As of December 2016, the IT distributor Ingram Micro is now part of fast-growing $30 billion Chinese conglomerate, HNA Group. A large number of small businesses doing business with the federal government, especially those participating in one or more GWACs, might be concerned with this change of ownership of a vendor that they may be using.
When we think of foreign vendors, what comes to mind first is the Buy American Act (BAA). However, the BAA does not address the ownership of companies but the country of origin of the products involved. Also trade agreements and various bilateral agreements carve out many exceptions to the BAA. To further compound the complexity, the rules to determine country of origin are themselves extremely complex. So the fact that Ingram Micro is now owned by a Chinese company does not answer or necessarily raise any concerns about the BAA. Those concerns have to be addressed on a case by case basis for each product, and more importantly for each end item delivered to the government.
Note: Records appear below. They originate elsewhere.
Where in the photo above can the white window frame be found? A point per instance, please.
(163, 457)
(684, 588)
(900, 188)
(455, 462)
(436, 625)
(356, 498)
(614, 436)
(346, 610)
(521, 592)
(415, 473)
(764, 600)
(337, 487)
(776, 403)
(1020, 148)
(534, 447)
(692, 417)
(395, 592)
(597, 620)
One area where foreign ownership is an issue is review by the Committee on Foreign Investment in the United Stated (CFIUS). [50 US Code 4565] CFIUS is an federal inter-agency committee that reviews, for national security concerns, transactions that could result in control of a U.S. business by a foreign entity. If CFIUS determines that a covered transaction is detrimental to national security, the President can suspend or block the transaction. Not every foreign acquisition is reviewed by CFIUS. Of course, if there is no CFIUS review, the government could come along later and undo the transaction. In this case there was a CFIUS review and the transaction to acquire Ingram Micro was not blocked.
Another area where foreign ownership comes into play is in the performance of government contracts that require access to classified information. For a defense contractor to have possession of classified information, it must have a “Facility Security Clearance” (FCL). To obtain the FCL, one of the critical factors (in addition to appropriate physical security and access by cleared personnel) is the potential for “Foreign Ownership, Control or Influence” (FOCI). Except in rare cases where the foreign ownership involved is from a country with bilateral security agreements, obtaining an FCL when dealing with the FOCI usually means setting up complicated corporate management arrangements that insulate the US-based management from control by the foreign owner. When the foreign owner is from a country with a history of espionage against the United States, I would think the likelihood of resolving the FOCI and obtaining an FCL is remote or impossible.
So my best guess is that Ingram Micro would be unlikely to get or keep any FCL at this point. However, that may not be important or relevant since my understanding is that as a distributor, Ingram Micro probably deals exclusively with commercial products and would have no need itself for an FCL. While the Ingram Micro situation may seem to raise a unique issue with any prime contractors operating under an FCL, in no case should vendor without an FCL or vendor personnel without a personnel security clearance have access to classified information in the prime contractor’s possession.
Bottom line? Small businesses with federal contracts using Micro Ingram as a supplier should not have an issue with the change of ownership. Of course, the handling of classified information should be managed properly with this and every other vendor.